With public art collections closed we are bringing the art to you, exploring highlights from across the country in partnership with Art UK. Today’s pick: Dudmaston’s Still Life With Fruit, Bird’s Nest and Insects by Rachel Ruysch

A luscious arrangement of late-season fruit is amassed at the base of a young oak tree. Clusters of grapes nestle between plump peaches, unhusked corn and a single, rotund gourd. Encroaching on this display is a rich woodland understorey: fungi, thistle, white dead-nettle, forget-me-not and thorny sprays of bramble. Brilliant flashes of red and orange in the form of physalis seed heads, rowan berries and corn kernels enliven this shaded spot. A chipped stone plinth is a singular vestige of what may have once been a formal garden. The scene teems with snails and insects – creatures whose short lifespans embody transience and impermanence, the hallmarks of a vanitas. So too do the ripening fruits, some on the cusp of over-maturing and rotting. White mould blooms on a grape; the dewy flesh of a peach has split. In the lower right corner, a miniature drama unfolds: a lizard feasts on a speckled egg in a bird’s nest.

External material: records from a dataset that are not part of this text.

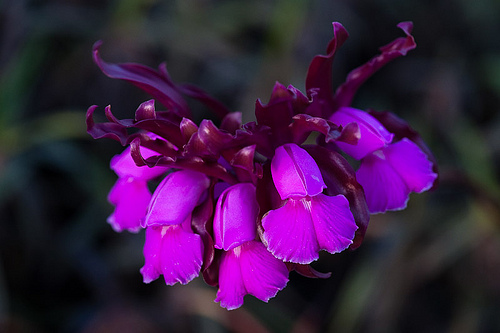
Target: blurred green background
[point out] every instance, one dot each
(434, 267)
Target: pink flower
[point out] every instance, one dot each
(246, 266)
(309, 221)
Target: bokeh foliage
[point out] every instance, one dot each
(434, 267)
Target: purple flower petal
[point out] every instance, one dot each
(412, 165)
(174, 251)
(264, 275)
(124, 166)
(152, 249)
(389, 175)
(340, 178)
(131, 198)
(289, 232)
(333, 222)
(231, 286)
(249, 269)
(235, 219)
(295, 173)
(373, 134)
(175, 198)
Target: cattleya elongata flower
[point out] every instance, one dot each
(245, 204)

Still Life With Fruit, Bird’s Nest and Insects is a masterful study of earthly abundance and forces of decay, the promise of life and the certainty of death. It is the work of Rachel Ruysch (1664-1740), one of the most admired flower painters of the Dutch golden age and perhaps the most successful Dutch female artist in history. In a period where few women painted professionally, Ruysch led a lucrative career that spanned almost seven decades, saw her become the first female member of the Confrerie Pictura in The Hague and named court painter to the Elector Palatine in Düsseldorf – all while raising 10 children.